Termine di origine greca: distrazione della mente, uscita da sé. Indica,
nel suo significato più generale, uno stato d'isolamento e d'evasione,
proprio di chi è assorbito da un'idea o da un'emozione particolare. Vari
sono gli stati che possono essere definiti come
e., e comprendono la
meditazione del filosofo, l'esperienza mistica, lo stato delirante di un
ammalato mentale. Come stato psichico morboso l'
e. consiste nella
sospensione assoluta di ogni attività mentale e nel totale distacco dalle
cose circostanti. Uno stato analogo si può però attuare anche in
soggetti sani, dotati di eccezionale immaginazione rappresentativa. Come
esperienza mistico-religiosa l'
e. si ritrova sin dai culti più
primitivi e spesso è parte di primaria importanza nei riti d'iniziazione.

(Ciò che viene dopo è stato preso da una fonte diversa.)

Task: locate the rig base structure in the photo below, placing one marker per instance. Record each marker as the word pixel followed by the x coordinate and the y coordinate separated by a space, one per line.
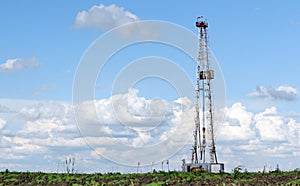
pixel 203 167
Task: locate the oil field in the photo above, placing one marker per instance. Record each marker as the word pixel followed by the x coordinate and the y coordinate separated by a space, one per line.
pixel 133 91
pixel 237 177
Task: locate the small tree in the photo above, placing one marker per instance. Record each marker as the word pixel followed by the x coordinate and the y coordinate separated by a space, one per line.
pixel 70 165
pixel 236 172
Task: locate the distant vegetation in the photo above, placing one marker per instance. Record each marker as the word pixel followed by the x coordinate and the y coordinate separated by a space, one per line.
pixel 237 177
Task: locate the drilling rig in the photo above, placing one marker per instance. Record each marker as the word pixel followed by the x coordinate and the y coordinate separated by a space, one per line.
pixel 204 134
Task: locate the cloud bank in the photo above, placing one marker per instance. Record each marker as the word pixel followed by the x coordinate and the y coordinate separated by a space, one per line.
pixel 18 64
pixel 46 132
pixel 284 93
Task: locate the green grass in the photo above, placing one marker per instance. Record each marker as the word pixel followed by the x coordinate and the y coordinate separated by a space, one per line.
pixel 151 179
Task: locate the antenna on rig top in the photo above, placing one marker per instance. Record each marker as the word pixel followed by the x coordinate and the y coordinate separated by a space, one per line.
pixel 204 138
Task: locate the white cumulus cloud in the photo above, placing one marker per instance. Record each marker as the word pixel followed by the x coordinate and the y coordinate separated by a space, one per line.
pixel 19 64
pixel 104 17
pixel 108 17
pixel 285 93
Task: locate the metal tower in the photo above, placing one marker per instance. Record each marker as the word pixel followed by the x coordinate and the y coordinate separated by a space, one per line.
pixel 204 114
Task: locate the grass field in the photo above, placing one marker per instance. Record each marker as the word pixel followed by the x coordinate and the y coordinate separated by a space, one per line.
pixel 152 179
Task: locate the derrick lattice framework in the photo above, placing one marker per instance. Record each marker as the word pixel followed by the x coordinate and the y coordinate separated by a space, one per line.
pixel 204 138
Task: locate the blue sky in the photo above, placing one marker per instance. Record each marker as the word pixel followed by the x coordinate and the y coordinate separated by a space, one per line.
pixel 256 44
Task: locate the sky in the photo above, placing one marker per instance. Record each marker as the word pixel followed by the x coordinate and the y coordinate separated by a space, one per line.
pixel 43 49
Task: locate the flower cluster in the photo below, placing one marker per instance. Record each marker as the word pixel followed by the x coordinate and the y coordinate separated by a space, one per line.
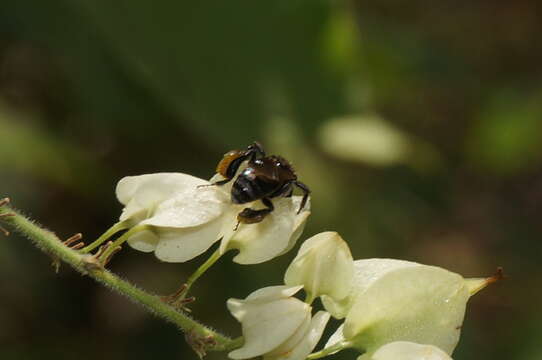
pixel 186 215
pixel 390 309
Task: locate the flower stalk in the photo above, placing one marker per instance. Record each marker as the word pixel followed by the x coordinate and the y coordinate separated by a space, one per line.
pixel 88 265
pixel 121 225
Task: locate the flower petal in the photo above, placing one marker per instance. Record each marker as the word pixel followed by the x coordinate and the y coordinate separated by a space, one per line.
pixel 145 241
pixel 192 206
pixel 263 241
pixel 404 350
pixel 337 337
pixel 366 272
pixel 147 187
pixel 299 222
pixel 324 265
pixel 180 245
pixel 311 337
pixel 273 293
pixel 287 347
pixel 423 304
pixel 266 326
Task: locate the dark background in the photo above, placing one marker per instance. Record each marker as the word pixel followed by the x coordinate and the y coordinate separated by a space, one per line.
pixel 418 126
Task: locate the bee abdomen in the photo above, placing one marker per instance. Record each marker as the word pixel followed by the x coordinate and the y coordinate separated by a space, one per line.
pixel 245 190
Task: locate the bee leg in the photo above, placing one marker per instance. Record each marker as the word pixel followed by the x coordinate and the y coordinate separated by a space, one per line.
pixel 216 183
pixel 251 216
pixel 306 192
pixel 255 149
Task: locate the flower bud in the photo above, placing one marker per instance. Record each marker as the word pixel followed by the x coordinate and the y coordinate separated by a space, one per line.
pixel 395 300
pixel 276 325
pixel 324 266
pixel 404 350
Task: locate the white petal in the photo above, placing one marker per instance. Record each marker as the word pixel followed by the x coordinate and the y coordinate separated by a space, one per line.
pixel 423 304
pixel 238 309
pixel 180 245
pixel 263 241
pixel 266 326
pixel 228 227
pixel 287 347
pixel 324 265
pixel 191 206
pixel 145 241
pixel 299 222
pixel 366 272
pixel 142 185
pixel 337 337
pixel 310 339
pixel 273 293
pixel 133 212
pixel 404 350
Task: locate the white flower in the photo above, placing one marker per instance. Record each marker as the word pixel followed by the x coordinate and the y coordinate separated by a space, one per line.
pixel 324 266
pixel 394 300
pixel 404 350
pixel 276 325
pixel 186 218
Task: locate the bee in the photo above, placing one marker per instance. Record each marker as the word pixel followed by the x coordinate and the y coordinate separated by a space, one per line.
pixel 264 178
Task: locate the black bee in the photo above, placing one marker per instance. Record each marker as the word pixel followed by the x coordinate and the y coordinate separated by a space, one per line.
pixel 264 178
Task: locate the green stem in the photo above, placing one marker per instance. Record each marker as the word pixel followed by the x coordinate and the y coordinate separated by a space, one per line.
pixel 341 345
pixel 88 265
pixel 196 275
pixel 121 240
pixel 122 225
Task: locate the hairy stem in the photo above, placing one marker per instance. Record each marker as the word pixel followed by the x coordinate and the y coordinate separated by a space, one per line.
pixel 341 345
pixel 88 265
pixel 105 236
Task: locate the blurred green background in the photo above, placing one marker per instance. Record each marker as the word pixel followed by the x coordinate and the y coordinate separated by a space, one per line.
pixel 418 126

Nella filosofia greca classica, l'
e. è intesa come uno stato in
cui lo spirito, tutto teso alla contemplazione, sembra immolarsi al di là
della materia. Il pensiero cristiano pone l'
e. alla sommità
dell'esperienza mistica. Il neoplatonico Plotino, nel cui pensiero confluiscono
le grandi esperienze della filosofia occidentale e orientale, considera
l'
e. come l'esperienza più alta dell'anima. Nell'
e. l'anima
perde la propria individualità e ritrova l'unità con se stessa
perché si è ricongiunta con l'Uno. In tal modo, l'anima, che di
per sé non è divina, si fa divina. L'
e. mistica viene
considerata come il vertice dell'elevazione dell'uomo verso Dio da vari padri
della Chiesa. Ma è soprattutto nel misticismo medioevale che l'
e.
viene esaltata come massimo grado dell'esperienza contemplativa. Così
Bernardo di Chiaravalle (1091-1153), avversario del razionalismo, nega ogni
valore alla conoscenza razionale considerandola "turpe curiosità" ed
esalta la pratica della fede vissuta come esperienza mistica. La via mistica
presenta tre gradi: 1) riconoscimento della propria miseria; 2) compatimento
della miseria altrui; 3) purificazione dell'anima per renderla degna di
contemplare Dio. Il vertice supremo della contemplazione è dato
dall'
e. che, mediante l'amore, avvicina l'anima a Dio. San Bonaventura
(1221-1274) considera l'
e. come il superamento di ogni situazione
intellettuale, definendola come una condizione d'"ignoranza dotta", in cui
l'uomo, partecipando alla vita di Dio, riesce a conoscerne l'essenza.